Sobre a atual fusão, ninguém melhor para comentar do que o primeiro secretário-geral do PSB de 1985 e ex-presidente da legenda, Roberto Amaral: “Já não existe o combativo partido que se opôs a Sarney, a Collor, que fez frente a FHC e à privataria tucana (…) tudo é possível esperar de sua atual direção. Essa mesma gente entregou o partido em Santa Catarina ao clã Bornhausen, no Paraná a Beto Richa (cuja obra está estampada nas manchetes) e acolheu em seus quadros, como deputado federal, o inefável Heráclito Fortes. (…) essa fusão é moralmente inaceitável, é o ponto final do PSB. É o sepultamento, no seu programa, do socialismo, do nacionalismo e da prática de uma política de esquerda”.

O PPS e o PSB, unidos, recentemente votaram em peso a favor da terceirização. Na sessão solene da Câmara dos Deputados em comemoração aos 50 anos da Globo, Rubens Bueno, líder do PPS, passando por cima do cadáver de Vladmir Herzog, militante do PCB torturado e morto, exaltou a emissora porta-voz da ditadura. O mesmo fez Heráclito Fortes, que representando o PSB, atribuiu à Globo o movimento Diretas Já, em um esforço patético para reescrever a história, envergonhando a memória de Miguel Arraes.

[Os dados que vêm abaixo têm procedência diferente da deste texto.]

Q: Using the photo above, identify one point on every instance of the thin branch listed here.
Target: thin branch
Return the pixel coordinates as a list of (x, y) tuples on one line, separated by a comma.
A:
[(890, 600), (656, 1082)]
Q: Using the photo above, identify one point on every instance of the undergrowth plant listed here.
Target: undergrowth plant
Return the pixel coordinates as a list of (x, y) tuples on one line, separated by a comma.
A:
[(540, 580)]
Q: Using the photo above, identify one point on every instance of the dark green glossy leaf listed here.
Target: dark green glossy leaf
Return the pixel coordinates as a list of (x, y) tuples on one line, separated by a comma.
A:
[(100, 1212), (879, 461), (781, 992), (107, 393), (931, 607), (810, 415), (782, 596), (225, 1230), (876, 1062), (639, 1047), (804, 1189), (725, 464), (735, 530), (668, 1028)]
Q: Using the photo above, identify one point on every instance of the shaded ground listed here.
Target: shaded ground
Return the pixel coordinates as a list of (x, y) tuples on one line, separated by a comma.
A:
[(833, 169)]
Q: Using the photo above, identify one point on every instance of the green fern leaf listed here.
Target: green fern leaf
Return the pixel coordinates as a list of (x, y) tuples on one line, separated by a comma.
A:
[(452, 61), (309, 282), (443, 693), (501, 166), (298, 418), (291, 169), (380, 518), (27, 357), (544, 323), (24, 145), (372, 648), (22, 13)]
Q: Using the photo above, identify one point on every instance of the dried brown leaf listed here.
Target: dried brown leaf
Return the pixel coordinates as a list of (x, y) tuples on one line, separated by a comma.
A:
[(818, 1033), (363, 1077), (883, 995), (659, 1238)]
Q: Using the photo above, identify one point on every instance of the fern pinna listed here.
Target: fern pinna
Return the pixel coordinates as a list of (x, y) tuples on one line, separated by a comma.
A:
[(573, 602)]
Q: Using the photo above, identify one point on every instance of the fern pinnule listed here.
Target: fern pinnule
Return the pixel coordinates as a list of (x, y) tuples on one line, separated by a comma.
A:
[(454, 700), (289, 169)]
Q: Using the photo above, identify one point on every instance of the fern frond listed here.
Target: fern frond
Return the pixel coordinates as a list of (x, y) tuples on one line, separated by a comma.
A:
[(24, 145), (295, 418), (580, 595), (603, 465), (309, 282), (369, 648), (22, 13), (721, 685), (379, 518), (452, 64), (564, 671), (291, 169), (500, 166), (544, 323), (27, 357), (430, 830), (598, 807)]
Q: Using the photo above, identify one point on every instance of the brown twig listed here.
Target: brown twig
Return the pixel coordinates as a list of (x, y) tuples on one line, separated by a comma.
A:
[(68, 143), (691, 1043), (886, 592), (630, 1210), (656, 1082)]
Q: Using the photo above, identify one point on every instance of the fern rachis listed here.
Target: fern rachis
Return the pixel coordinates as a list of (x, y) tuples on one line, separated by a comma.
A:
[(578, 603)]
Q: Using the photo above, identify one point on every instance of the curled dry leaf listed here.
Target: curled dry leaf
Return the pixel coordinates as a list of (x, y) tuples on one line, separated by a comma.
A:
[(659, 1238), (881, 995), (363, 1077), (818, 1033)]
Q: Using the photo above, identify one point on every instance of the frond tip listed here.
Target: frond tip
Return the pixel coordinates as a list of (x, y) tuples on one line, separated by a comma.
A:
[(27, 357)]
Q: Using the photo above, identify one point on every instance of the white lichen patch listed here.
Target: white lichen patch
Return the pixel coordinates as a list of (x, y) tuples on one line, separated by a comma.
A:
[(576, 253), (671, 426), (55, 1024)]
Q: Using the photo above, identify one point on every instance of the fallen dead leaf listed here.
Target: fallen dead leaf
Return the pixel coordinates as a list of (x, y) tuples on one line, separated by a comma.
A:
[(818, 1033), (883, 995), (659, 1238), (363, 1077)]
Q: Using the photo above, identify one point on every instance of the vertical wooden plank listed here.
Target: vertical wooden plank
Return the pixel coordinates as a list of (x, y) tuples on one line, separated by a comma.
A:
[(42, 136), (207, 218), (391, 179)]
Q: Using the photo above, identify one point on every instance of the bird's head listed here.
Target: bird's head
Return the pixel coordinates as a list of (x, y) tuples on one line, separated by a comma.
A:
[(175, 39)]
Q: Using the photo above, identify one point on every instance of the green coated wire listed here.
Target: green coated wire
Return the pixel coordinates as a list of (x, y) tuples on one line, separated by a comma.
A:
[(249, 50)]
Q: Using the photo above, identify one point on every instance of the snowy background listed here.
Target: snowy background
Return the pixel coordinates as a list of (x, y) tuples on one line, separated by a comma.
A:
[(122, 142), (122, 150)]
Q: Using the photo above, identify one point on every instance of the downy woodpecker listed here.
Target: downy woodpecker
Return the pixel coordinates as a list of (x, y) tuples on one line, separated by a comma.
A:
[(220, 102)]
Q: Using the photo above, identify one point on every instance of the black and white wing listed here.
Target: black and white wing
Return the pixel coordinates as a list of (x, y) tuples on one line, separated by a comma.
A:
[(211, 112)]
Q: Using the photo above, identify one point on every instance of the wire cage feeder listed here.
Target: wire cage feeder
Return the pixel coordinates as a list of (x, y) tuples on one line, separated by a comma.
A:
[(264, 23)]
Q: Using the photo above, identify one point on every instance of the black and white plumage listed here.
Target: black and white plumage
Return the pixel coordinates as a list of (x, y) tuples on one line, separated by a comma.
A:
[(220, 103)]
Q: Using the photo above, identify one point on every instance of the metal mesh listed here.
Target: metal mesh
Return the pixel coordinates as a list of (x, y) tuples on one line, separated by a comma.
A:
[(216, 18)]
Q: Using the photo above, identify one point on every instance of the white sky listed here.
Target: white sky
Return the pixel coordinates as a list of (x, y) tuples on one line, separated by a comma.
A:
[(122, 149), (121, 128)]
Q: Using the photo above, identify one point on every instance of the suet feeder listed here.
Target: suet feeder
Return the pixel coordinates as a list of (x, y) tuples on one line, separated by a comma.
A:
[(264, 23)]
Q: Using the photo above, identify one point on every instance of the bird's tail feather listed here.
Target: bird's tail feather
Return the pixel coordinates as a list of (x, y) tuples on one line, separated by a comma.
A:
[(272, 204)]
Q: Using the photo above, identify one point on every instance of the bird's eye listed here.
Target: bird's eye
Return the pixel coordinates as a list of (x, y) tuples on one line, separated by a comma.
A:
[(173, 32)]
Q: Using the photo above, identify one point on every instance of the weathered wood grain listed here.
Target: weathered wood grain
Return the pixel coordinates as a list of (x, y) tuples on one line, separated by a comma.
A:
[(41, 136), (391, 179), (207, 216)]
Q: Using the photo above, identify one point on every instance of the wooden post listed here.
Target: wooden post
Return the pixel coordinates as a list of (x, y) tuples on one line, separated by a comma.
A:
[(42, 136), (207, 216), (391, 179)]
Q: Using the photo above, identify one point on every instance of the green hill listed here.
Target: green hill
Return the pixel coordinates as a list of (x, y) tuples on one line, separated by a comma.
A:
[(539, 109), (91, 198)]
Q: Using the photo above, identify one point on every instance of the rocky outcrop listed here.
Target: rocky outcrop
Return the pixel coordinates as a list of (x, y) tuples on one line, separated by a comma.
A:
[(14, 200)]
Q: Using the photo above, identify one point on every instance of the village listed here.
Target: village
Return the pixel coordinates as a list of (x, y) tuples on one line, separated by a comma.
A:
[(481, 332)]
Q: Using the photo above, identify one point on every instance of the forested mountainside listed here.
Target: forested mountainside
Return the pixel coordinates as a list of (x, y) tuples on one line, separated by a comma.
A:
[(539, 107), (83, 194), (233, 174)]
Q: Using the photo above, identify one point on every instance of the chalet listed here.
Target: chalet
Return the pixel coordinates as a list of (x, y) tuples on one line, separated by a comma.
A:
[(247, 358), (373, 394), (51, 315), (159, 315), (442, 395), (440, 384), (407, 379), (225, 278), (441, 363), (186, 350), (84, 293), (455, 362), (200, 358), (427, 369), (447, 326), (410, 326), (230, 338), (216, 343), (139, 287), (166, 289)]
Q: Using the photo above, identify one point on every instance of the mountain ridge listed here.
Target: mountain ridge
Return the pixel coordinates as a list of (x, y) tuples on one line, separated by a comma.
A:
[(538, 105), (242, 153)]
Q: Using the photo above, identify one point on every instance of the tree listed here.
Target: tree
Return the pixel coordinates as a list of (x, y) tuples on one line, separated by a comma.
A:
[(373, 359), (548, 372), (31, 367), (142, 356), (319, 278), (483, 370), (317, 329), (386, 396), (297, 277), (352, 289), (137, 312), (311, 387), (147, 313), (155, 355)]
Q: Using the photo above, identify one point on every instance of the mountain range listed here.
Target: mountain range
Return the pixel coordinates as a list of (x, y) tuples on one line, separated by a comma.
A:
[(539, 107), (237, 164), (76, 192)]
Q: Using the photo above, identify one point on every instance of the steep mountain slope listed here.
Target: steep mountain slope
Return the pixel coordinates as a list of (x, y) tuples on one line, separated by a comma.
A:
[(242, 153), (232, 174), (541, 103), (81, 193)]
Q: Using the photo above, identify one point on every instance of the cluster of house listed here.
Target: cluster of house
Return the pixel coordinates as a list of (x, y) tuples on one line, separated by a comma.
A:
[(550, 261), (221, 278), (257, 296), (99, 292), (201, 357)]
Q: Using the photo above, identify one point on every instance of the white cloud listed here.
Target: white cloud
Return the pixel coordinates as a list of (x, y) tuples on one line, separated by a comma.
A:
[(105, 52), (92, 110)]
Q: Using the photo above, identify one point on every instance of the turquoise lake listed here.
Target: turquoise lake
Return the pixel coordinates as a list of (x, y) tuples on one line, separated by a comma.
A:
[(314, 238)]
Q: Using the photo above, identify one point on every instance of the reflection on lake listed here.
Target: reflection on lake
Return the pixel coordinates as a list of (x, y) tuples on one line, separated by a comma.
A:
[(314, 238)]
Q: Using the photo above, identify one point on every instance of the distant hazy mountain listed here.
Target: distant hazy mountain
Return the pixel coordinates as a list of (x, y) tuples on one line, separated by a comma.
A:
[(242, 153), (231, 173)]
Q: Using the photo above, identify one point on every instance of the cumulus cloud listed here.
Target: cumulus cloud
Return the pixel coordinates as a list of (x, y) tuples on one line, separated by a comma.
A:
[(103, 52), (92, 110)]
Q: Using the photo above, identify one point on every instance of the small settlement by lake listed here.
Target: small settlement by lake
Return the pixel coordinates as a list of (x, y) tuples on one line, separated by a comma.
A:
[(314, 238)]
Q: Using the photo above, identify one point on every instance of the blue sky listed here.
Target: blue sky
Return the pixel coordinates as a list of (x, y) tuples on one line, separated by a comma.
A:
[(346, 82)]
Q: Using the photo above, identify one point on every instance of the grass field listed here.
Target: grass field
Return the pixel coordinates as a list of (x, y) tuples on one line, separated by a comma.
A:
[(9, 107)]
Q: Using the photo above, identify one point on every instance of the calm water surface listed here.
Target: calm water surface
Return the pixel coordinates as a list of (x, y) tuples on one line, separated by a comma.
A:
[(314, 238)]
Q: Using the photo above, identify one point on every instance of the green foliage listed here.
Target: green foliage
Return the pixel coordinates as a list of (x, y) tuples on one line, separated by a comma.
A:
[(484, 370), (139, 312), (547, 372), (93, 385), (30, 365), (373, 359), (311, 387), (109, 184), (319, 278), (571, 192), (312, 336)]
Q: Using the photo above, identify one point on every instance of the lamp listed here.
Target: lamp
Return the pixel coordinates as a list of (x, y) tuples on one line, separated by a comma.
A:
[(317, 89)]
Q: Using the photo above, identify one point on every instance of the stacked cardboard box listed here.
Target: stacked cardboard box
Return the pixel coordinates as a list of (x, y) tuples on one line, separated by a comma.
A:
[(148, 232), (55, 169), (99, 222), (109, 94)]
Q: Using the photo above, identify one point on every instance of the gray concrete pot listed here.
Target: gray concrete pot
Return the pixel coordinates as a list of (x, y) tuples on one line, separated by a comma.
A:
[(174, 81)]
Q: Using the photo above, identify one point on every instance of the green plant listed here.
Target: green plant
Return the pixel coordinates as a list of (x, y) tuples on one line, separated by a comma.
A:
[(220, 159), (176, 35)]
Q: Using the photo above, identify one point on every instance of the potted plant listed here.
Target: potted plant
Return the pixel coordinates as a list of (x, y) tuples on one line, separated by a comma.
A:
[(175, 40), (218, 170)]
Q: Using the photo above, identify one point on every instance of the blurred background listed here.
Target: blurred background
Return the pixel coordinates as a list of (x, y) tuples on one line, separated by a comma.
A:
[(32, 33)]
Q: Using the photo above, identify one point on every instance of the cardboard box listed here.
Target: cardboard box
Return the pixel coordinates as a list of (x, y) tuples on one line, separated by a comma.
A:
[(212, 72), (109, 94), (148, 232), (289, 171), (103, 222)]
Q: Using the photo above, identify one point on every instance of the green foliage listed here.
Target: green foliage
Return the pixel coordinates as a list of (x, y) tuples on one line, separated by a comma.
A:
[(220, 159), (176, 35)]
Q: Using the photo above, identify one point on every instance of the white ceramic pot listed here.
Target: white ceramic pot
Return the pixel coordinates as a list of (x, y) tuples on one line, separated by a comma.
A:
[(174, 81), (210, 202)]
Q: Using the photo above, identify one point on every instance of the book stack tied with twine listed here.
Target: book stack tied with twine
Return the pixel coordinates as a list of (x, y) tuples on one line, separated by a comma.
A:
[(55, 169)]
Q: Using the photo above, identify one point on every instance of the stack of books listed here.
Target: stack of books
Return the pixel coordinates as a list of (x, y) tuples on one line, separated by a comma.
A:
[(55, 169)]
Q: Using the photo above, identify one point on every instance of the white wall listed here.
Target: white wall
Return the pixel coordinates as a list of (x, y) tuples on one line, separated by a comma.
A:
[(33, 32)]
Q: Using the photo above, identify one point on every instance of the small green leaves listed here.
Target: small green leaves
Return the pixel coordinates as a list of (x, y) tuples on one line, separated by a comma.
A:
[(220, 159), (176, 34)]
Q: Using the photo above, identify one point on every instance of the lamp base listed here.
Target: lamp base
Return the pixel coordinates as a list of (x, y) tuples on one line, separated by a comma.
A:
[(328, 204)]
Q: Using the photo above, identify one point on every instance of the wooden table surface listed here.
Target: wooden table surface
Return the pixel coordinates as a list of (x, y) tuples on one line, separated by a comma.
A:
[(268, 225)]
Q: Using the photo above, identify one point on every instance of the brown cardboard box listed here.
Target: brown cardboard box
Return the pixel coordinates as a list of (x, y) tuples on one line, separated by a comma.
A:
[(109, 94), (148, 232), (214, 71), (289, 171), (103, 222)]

Na verdade, nada tem a oferecer de novo esta fusão do PSB com o PPS.

Antigamente, garotos, em geral pobres e abandonados, eram castrados antes de entrarem na puberdade para que suas vozes não mudassem, garantindo assim um tom original para o coro das igrejas.

A prática da castração foi proibida apenas no final do século 19 e os castrati sumiram do mapa.

A castração ideológica da esquerda é peculiar pois neste caso não existe qualquer conotação de gênero: pode atingir indistintamente homens, mulheres ou partidos, pois do que se trata é do abandono de uma identidade e de seus compromissos basilares.

Neste sentido, PSB e PPS são os castrati do campo político. Unidas, suas vozes serão talvez agudas, mas para servir sempre ao mesmo coro de loas ao status quo do capital e da burguesia, som inevitável que embala esta união entre oportunismo e traição.